# Alternatives to CBT?



## 10PercentExtra

Are there any alternative therapies to CBT? I went through an entire course of it and I'm convinced it actually made my social phobia much worse, not better.

I never found the postulate that thoughts cause emotions to be credible, and lately I've been reading pieces by behavioral economists that assert emotions drive thoughts in a big way, not the other way around. 

Thanks.


----------



## CopadoMexicano

http://www.schematherapy.com/


----------



## jr001

I use both CBT and NLP. CBT to identify, then challenge the thoughts/behaviors that cause and contribute to my SA. NLP to help me think more positively about myself and life in general.

Fundamentally, NLP is simply an array of 'thinking tools', all of which you already possess. There's a lot of over-technical jargon out there, most of which is hard to digest and start applying immediately. The book I've to be most useful is 'How to be Confident: Using The Power of NLP'. Although it specifies confidence, it just takes the basics and presents them in an easy to read/apply format. NLP is geared towards immediate application (whereas CBT can be a slower process),

http://www.amazon.co.uk/How-Confide...=sr_1_5?ie=UTF8&s=books&qid=1277637594&sr=1-5

Although I'm only starting with NLP, I still feel CBT is the best way to directly target your SA. In that regard, I've been using 'The Shyness & Social Anxiety Workbook'. It's great, but you'll need to commit to it - particularly the exercises.

Hope this helps, good luck.

** Tip - This may be obvious, but re-reading is the key to absorbing/fully understanding material. I've gone over the same chapter several times in the SA workbook, if only to hammer home what I've already learned. **


----------



## Russell123

Hey 10Percent - when you say you went through a course, what do you mean? There can be so many variables affecting the outcome of therapy, I wouldn't dismiss CBT out of hand. The relationship between cognition and biology and emotion is very complex, but I believe it works both ways. Also, its pretty common for anxiety to go up at the beginning of therapy.

Personally, I didn't like some of the ideological implications of CBT when I started it years ago ( My therapist had a somewhat limited idea of what a healthy person "looks" like). So I didn't take it too seriously. Later on though, I began to realized skills I learned were pretty useful.

I think of CBT as a set of tools, and they can be pretty effective once they become automatic. That being said, I agree with jr001, you can try out a variety of therapies and use whatever works best for you. 

nlp never did it for me, but I did like the self-hypnosis parts as they got me interested in meditation. I'm hoping to start Mindfulness Based Acceptance Group Therapy this summer, and I'm pretty excited about it. 

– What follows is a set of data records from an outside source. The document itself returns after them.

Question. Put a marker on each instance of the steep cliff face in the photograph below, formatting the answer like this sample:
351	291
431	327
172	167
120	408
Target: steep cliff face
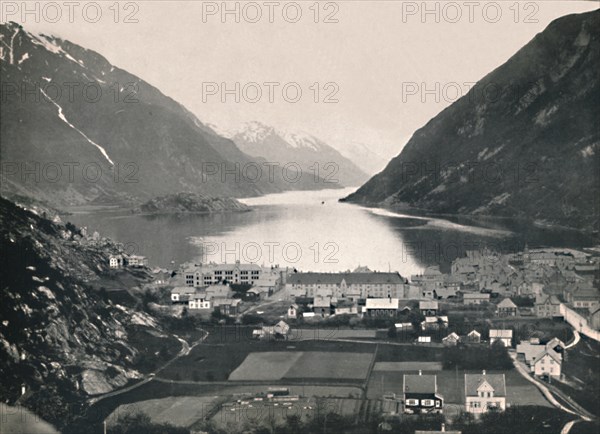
76	129
523	142
61	339
183	203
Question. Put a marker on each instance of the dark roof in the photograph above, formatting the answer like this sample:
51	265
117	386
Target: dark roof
473	381
351	278
420	383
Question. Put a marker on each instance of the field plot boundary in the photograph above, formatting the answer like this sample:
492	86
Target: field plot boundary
265	366
331	365
407	366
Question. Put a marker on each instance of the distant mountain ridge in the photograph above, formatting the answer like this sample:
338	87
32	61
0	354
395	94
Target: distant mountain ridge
311	154
76	129
530	151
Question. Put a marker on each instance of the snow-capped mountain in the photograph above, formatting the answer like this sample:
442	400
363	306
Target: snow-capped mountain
309	152
363	155
67	108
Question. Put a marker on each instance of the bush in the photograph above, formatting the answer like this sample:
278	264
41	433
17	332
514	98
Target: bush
141	423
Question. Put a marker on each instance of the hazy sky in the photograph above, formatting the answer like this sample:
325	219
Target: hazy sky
374	51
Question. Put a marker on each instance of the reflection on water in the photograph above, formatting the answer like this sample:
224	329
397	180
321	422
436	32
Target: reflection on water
313	231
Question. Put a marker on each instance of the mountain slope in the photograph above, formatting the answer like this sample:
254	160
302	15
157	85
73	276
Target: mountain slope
60	338
523	142
313	156
77	129
365	157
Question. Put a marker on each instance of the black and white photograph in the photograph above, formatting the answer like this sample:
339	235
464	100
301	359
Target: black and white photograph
299	217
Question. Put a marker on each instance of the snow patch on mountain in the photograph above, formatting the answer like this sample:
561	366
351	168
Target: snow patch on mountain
64	119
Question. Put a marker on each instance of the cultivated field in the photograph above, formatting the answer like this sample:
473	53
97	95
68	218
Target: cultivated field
235	417
295	365
271	365
451	386
331	366
407	366
180	411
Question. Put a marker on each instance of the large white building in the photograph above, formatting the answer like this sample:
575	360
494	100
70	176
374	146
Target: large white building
209	274
485	393
347	285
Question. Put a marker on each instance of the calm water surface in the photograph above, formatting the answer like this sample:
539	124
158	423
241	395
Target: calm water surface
313	231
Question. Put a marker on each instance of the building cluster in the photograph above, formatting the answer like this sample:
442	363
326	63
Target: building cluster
210	287
421	394
123	260
548	277
542	359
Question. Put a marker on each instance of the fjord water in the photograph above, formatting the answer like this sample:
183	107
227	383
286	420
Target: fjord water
311	230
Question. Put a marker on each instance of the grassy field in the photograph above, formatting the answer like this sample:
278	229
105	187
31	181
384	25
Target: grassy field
582	371
271	365
179	411
224	351
407	366
236	417
298	365
331	366
451	386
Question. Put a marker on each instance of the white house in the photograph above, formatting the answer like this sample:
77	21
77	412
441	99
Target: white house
199	301
547	363
451	339
475	298
115	261
502	335
474	336
485	393
181	294
381	306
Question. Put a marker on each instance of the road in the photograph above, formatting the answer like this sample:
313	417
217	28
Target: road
185	350
548	391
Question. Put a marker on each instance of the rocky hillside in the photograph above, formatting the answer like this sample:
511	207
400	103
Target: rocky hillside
183	203
524	142
76	129
61	339
313	156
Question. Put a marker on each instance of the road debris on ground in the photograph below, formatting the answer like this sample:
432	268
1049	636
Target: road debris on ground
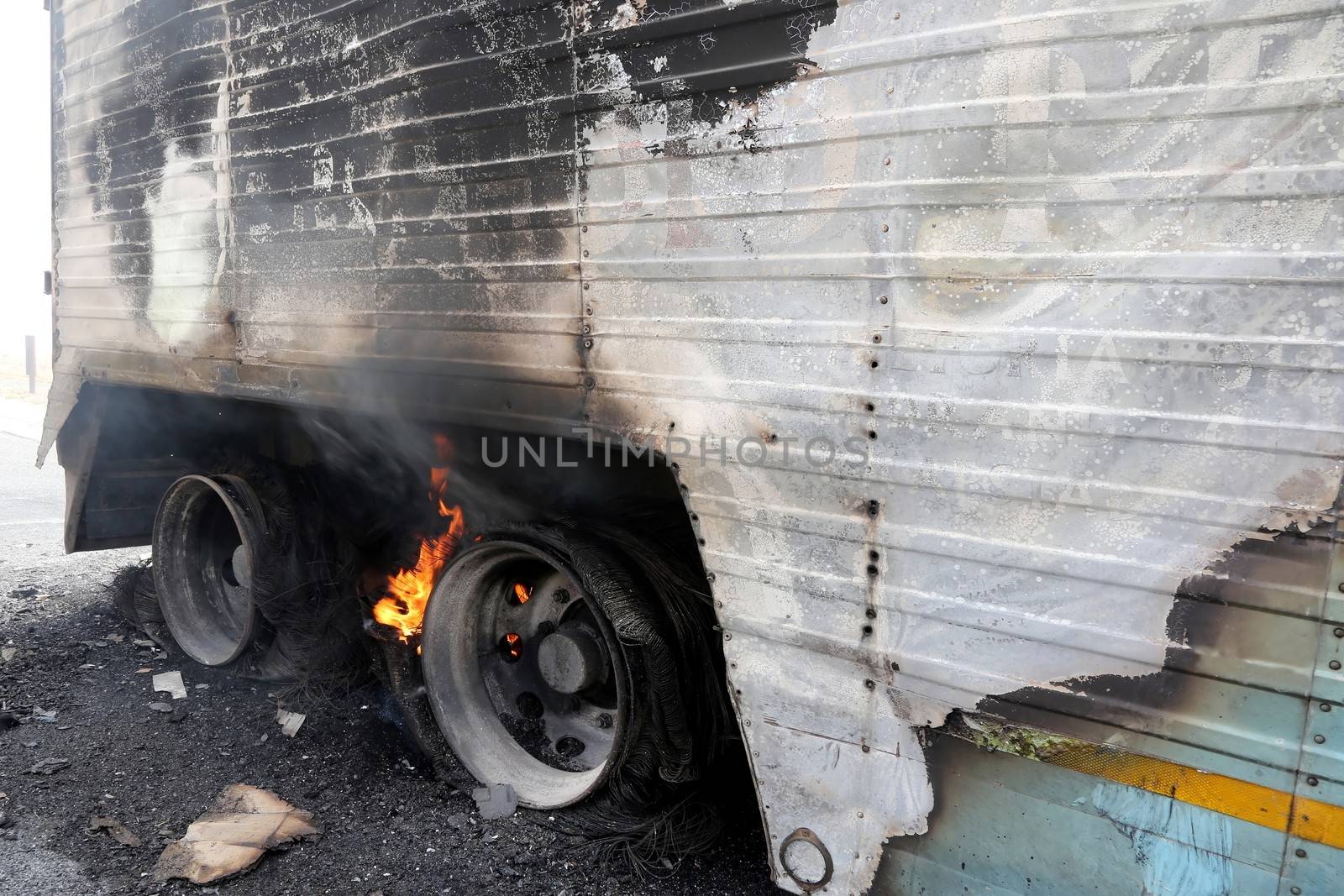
289	721
171	681
233	835
495	801
118	832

Best therapy by far, in my experience, is simple, horrifying, wretched EXPOSURE. And for me that only works when you prepare and have some control over the type of thoughts racing through your brain. CBT is good for that.


----------



## nickyole

Group therapy has proven helpful. It helps you practice what you learn with CBT with other people that have SA. It's a whole group of people that understand you.


----------



## wxolue

I'd like to see the studies you are talking about. I believe that emotions drive thoughts. In fact, thats what CBT says. Problem is, you cant change your feelings. You can only ignore them (part of the reason CBT is so hard). Conversely, it makes more sense to change your thinking pattern to work for you instead of just blocking it out.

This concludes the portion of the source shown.